The most compelling reason to hire outside help in planning and implementing a social media strategy
Being away from my work and offline for the past two weeks gave me the chance to reflect on where I’m at and where I’m going.
The biggest event for me last year was setting up shop as a social media “consultant.” I’ve been lucky to have some great clients out of the gate so that’s good.
Coming back to the fray, I realize there is much hype out there. Many people are claiming social media expertise, that they are a guru or ninja. A post on Mashable noted that there are more than 15,000 Twitter users claiming to be social media experts. I’m taking this opportunity to clarify my own position.
Social media is an emerging technology and as such, “expertise” is subjective and any claims to such must be taken with a pinch of salt. It’s like in 1903 just after the Wright brothers’ first flight, saying you’re an expert in aviation (as I commented on a recent post by Michael Brito).
For myself, my website at Harris Social Media suggests prospective clients examine closely whether they need outside help at all and, if so, what to look for when choosing a social media consultant.

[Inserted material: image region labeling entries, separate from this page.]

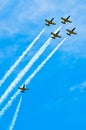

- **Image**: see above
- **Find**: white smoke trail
[0,28,46,86]
[9,97,22,130]
[0,26,61,104]
[0,91,20,117]
[25,38,67,84]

The bottom line is that promises of increased sales, reduced costs, higher engagement from social media are claims of potential, not of fact. And a company can do much internally — setting up a Facebook page, Twitter feed and so on, with no cost aside from employee time.
But this approach misses the point. An organization establishing a presence in social media is presenting itself to the outside. Therefore an outsider can provide a unique perspective simply not available from inside employees. This is, to my mind, the most compelling reason to hire outside help in planning and implementing a social media strategy.